Capital expenses included $255,000 on safety and security improvements, including fencing, control gates, school entrance security, and window film. I-SS provided $462,400 for school SROs; of this amount, approximately $383,000 was provided by the state.

This year we are very pleased with the increase in School Resource Officers at our schools. We thank the Iredell County commissioners for setting up a special fund ($1,971,152) for public school safety. This year I-SS has increased its expenditures for SROs by $175,194.

To achieve this, commissioners moved just under a million dollars ($985,576) of I-SS’s capital funds and then matched it with county money. This shift of I-SS’s capital funds allowed the money to be spent in support of safety personnel instead of building and maintenance.

Unfortunately, without a new funding stream, we will have to continue to move money from capital and instructional areas to pay for safety, security and student well-being. In other words, we are robbing Peter to pay Paul.

This safety fund moved the funding for the five existing SROs at our county middle schools (a cost of approximately $268,000) and the training/supply/insurance of all the 10 existing county SROs (about $81,500) from the sheriff's office budget to the new joint safety fund.

The safety fund also pays for four additional sheriff SROs ($187,973) and gives the sheriff’s office $100,000 to equip them to serve our elementary schools.

A big thanks to Sheriff Darren Campbell for funding three additional SROs and their expenses from his budget to provide an SRO assigned to geographically paired elementary schools in the county.

One of the sheriff’s and I-SS’s goals is to have an SRO in every public school in the county. The sheriff also funds an SRO supervisor and a full time school K-9 officer. Thank you, Sheriff Campbell and the Iredell County Sheriff’s Office!

This joint safety fund also provides an additional Troutman Police Department SRO for South Iredell High School, our second largest high school and home to our system-wide IB choice program. South High now has two SROs as does Lake Norman High.

The safety fund now provides four SROs for I-SS’s schools in Troutman. The Town of Troutman covers vehicles/equipment/training/supplies/insurance cost for these SROs. Thank you, Troutman and the Troutman Police Department!

The new joint fund also provides two new Statesville City Police Department SROs. One new SRO is assigned to Northview IB Middle School and one is split between East Elementary and NB Mills Elementary.

This addition gives the City Of Statesville a total of five full-time SROs. The city also pays for a supervisor, who is stationed at Statesville High School, in addition to the full-time SRO there. Statesville also pays for vehicles/equipment/training/supplies/insurance cost for these SROs. We thank the Statesville Police Department for its support!

Again, a big thank you to all our law enforcement partners for their support in providing onsite law enforcement at these campuses. SROs provide on the spot armed protection in the event of a serious situation.
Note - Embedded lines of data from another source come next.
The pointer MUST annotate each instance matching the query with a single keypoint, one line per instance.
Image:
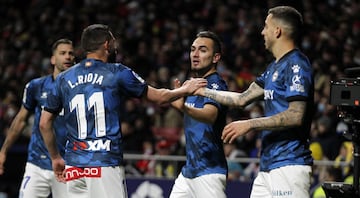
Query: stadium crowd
(154, 40)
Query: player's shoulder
(39, 80)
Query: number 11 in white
(96, 101)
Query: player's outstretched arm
(292, 117)
(233, 98)
(161, 96)
(48, 134)
(16, 127)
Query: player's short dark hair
(94, 36)
(291, 17)
(213, 37)
(58, 42)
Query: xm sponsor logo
(96, 145)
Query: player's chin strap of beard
(201, 72)
(112, 54)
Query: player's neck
(282, 49)
(97, 56)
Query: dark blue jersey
(92, 93)
(289, 79)
(34, 99)
(204, 147)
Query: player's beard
(112, 53)
(201, 72)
Perhaps even more important is their day-to-day interaction with the students.

Other uses of the joint safety fund is to provide money ($95,000) for the five gate monitors at our five traditional high schools, paid for by the county for the last two years. There is also $50,000 in the joint safety budget for extra security when and if it is needed for events or emergencies.
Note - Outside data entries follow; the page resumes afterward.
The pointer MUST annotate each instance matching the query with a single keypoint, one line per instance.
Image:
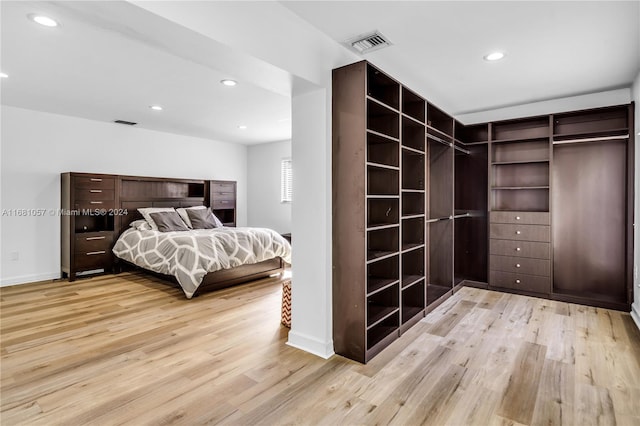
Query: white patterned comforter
(190, 255)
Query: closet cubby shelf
(377, 314)
(377, 285)
(382, 135)
(505, 163)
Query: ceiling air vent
(368, 42)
The safety fund has an additional $595,964 budgeted for cameras, communication upgrades, social media monitoring software, and various capital safety improvements. One of I-SS’s top priorities for this year is greatly improving the real-time communication at our schools with law enforcement.

Bi-directional antenna boosters (BDAs) are needed for North Carolina’s emergency radio system (Viper) and cell phone service at some of our schools. This is a high priority at some of our rural schools which have very poor radio connectivity for law enforcement and weak cell service.

Other top priorities include timely access to school cameras for law enforcement and other first responders as well as hardening the security of our facilities.

I-SS has made a strong commitment to improve what we consider total student safety and well-being. We are providing suicide prevention training to all employees this year. We also hope to continue to increase the number of our Student Assistant Personnel (SAP), nurses, and social workers at our schools as we have for the past few years.

The commissioners and law enforcement do not include students’ personal well-being as their responsibility; therefore, these costs cannot be paid from the joint school safety fund. However, I-SS will continue to seek essential funding for additional nurses, social workers, and mental health specialists for our students.

As soon as we get the final state budget, now in limbo in Raleigh, I-SS will determine what services we can increase this year.